BACKGROUD: Gastrointestinal tract disorders are frequent among human immunodeficiency virus infected children, with important repercussions on nutrition and survival. Most studies related to this subject were restricted to adults, being less investigated the problem in the children. AIMS: To study intestinal digestion, absorption, microbiological and morphological findings among human immunodeficiency virus infected children. MATERIAL AND METHODS: Eleven human immunodeficiency virus infected children under 13 years old, belonging to clinical categories A, B or C, separated in two groups: five patients with current or recent episode of diarrhea and six patients without diarrhea in the last 30 days preceding entering in study. Investigation proposed: microbiological and morphological analysis of small intestine and rectum biopsy; stool exams for bacterium, parasite, rotavirus, Mycobacterium species and Cryptosporidium; D-xylose test RESULTS: All tested subjects (9/11) had low D-xylose absorption (8,4 _ 24,4 mg d/L).
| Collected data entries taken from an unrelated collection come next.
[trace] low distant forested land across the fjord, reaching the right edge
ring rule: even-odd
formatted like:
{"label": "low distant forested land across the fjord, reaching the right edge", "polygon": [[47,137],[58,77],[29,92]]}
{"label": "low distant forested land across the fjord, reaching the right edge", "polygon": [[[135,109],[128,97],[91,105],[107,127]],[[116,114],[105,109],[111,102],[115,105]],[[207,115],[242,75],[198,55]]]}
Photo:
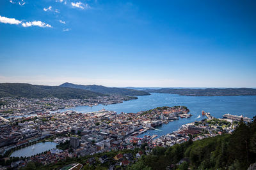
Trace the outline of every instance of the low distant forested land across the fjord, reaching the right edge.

Small intestinal mucosa histology findings were nonspecific, represented, in majority, of grade I/II enteropathy (6/10). Increased cellular infiltration of the chorion was observed in all specimens. Rectum histology alterations were also nonspecific, with chorion increased cellular infiltration. Mycobacterim avium intracellulare and Cryptosporidium were the solely microorganisms founded, both in stool CONCLUSIONS: Our study demonstrated high prevalence (100 percent) of intestinal malabsorption among human immunodeficiency virus infected children, despite the occurrence or not of diarrhea. It was not possible to establish relationships between the presence of microorganisms, intestinal malabsorption, intestinal morphologic findings and the occurrence or not of diarrhea. There was no correlation between D-xylose and intensity of villous atrophy.